Aktywiści na rzecz poprawy klimatu od początku swej walki twierdzą, że jednym z największych czynników powodujących kryzys klimatyczny, odpowiadającym za jedną trzecią emisji gazów cieplarnianych na planecie, jest produkcja żywności, z mięsem – zwłaszcza wołowiną – na czele. Najbardziej w walce na steki dostaje się Stanom Zjednoczonym, które są największym konsumentem wołowiny na świecie, ale tak naprawdę na celowniku jest niewielki odsetek społeczeństwa, od dłuższego już czasu obwiniany za antyspołeczną i radykalną postawę.
Kim jest więc te 12 proc., które konsumuje bez umiaru wołowinę, narażając się zdaniem naukowców na ryzyko zapadnięcia na chorobę serca, ci, którzy nie lubią znacznie zdrowszych kurczaków i fasoli?
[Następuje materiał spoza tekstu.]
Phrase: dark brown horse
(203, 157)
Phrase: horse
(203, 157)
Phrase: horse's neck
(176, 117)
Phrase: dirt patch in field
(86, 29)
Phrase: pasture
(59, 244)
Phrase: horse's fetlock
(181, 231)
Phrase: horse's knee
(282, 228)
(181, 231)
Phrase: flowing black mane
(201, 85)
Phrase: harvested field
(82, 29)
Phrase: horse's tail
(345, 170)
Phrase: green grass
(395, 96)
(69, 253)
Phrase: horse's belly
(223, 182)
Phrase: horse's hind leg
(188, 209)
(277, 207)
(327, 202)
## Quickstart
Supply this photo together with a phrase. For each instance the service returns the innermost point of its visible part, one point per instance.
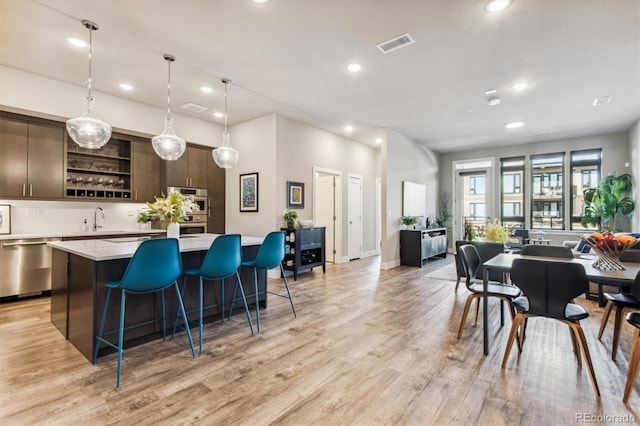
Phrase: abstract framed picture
(295, 195)
(249, 192)
(5, 219)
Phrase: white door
(354, 216)
(325, 211)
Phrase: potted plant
(602, 204)
(290, 216)
(408, 220)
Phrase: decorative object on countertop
(295, 195)
(408, 221)
(290, 216)
(173, 208)
(167, 145)
(608, 247)
(89, 131)
(225, 157)
(495, 232)
(5, 219)
(603, 203)
(249, 192)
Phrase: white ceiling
(290, 57)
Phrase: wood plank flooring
(368, 347)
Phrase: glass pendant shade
(225, 157)
(167, 145)
(89, 131)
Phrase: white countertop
(76, 234)
(123, 248)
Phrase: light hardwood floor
(368, 347)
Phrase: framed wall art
(249, 192)
(295, 195)
(5, 219)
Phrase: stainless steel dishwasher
(25, 266)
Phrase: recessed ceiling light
(520, 86)
(354, 67)
(514, 125)
(77, 42)
(496, 5)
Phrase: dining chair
(506, 293)
(270, 255)
(154, 267)
(559, 252)
(222, 261)
(549, 287)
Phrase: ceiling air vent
(396, 43)
(190, 106)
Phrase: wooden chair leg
(605, 318)
(465, 312)
(616, 332)
(634, 365)
(512, 334)
(582, 341)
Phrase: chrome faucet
(95, 217)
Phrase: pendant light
(89, 131)
(167, 145)
(225, 156)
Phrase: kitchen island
(81, 268)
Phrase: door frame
(337, 238)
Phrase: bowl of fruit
(608, 247)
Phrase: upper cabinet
(99, 173)
(190, 170)
(146, 172)
(31, 158)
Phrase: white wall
(40, 96)
(403, 159)
(302, 147)
(634, 155)
(255, 140)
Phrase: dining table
(503, 261)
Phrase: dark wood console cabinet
(304, 249)
(421, 244)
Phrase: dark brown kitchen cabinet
(190, 170)
(31, 158)
(146, 172)
(215, 202)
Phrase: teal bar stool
(155, 266)
(221, 261)
(270, 255)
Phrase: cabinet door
(177, 171)
(45, 161)
(198, 161)
(13, 157)
(146, 172)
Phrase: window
(512, 193)
(477, 211)
(547, 172)
(476, 185)
(585, 173)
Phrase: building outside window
(512, 192)
(585, 173)
(547, 208)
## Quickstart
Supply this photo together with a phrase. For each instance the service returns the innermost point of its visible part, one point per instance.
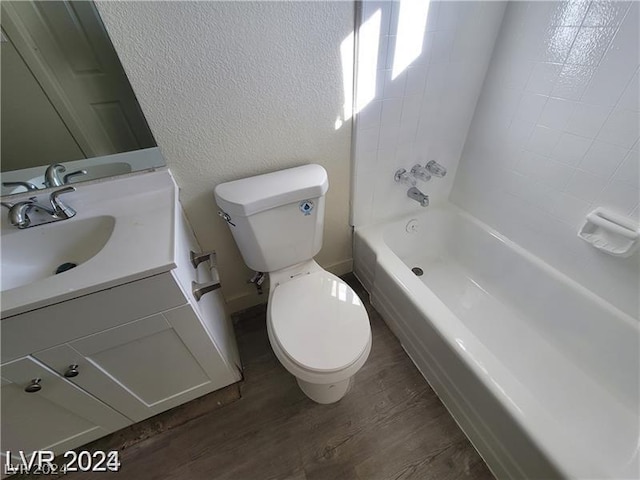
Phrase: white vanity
(121, 336)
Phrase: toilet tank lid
(251, 195)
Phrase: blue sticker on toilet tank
(306, 207)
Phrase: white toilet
(317, 325)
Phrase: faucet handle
(52, 175)
(28, 185)
(421, 173)
(435, 169)
(402, 176)
(68, 176)
(60, 209)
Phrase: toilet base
(327, 392)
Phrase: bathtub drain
(65, 266)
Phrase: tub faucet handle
(404, 177)
(435, 169)
(421, 173)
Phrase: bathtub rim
(533, 419)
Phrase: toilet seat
(319, 322)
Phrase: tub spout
(418, 196)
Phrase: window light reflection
(412, 22)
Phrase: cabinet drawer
(141, 368)
(57, 417)
(59, 323)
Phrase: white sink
(36, 253)
(124, 230)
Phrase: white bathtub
(541, 374)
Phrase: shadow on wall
(234, 89)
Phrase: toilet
(317, 325)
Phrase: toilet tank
(277, 218)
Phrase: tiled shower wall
(555, 134)
(424, 113)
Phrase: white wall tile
(573, 81)
(570, 149)
(587, 120)
(620, 197)
(425, 112)
(629, 171)
(590, 45)
(543, 77)
(530, 107)
(394, 87)
(558, 44)
(416, 79)
(621, 128)
(556, 113)
(603, 158)
(570, 210)
(568, 13)
(619, 63)
(388, 138)
(543, 140)
(391, 111)
(370, 115)
(630, 99)
(585, 186)
(606, 14)
(568, 144)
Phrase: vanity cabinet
(57, 416)
(116, 356)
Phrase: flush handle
(226, 217)
(200, 289)
(34, 386)
(72, 371)
(198, 258)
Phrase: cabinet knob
(34, 386)
(72, 371)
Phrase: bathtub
(541, 374)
To mężczyźni i osoby w wieku 50 do 65 lat w większości należeli do grupy, którą badacze określili jako „nieproporcjonalnie zjadający wołowinę”. W badaniu przeanalizowano jadłospisy dotyczące diety ponad 10 tys. dorosłych Amerykanów w okresie ostatnich czterech lat. I w ten sposób znowu zawężono grupę niepoprawnych konsumentów. Biali ludzie częściej jedli więcej wołowiny w porównaniu z innymi grupami rasowymi i etnicznymi, takimi jak Amerykanie rasy czarnej i pochodzenia azjatyckiego.
Z badania wynika, że nastoletni chłopcy spożywają średnio więcej mięsa niż zalecają wytyczne, by wychowywać nas na mięczaków, a w przypadku dorosłych mężczyzn dystans od zaleceń jest jeszcze większy. Dociekliwi eksperci twierdzą, że istnieją głębokie historyczne i kulturowe powody, dla których spożycie wołowiny jest wyższe w przypadku mężczyzn i chłopców. „Istnieje związek między spożyciem mięsa a męskością”– grzmią eksperci. Historycznie rzecz biorąc, bycie człowiekiem sukcesu w Ameryce (co też obecnie nie jest mile widziane) oznaczało jedzenie wołowiny. Stąd biorą się pomysły zastąpienia spożycia mięsa substytutami pochodzenia roślinnego. Ale czy to możliwe? Raczej nie, biorąc pod uwagę, jak zakorzenione są nasze nawyki żywieniowe.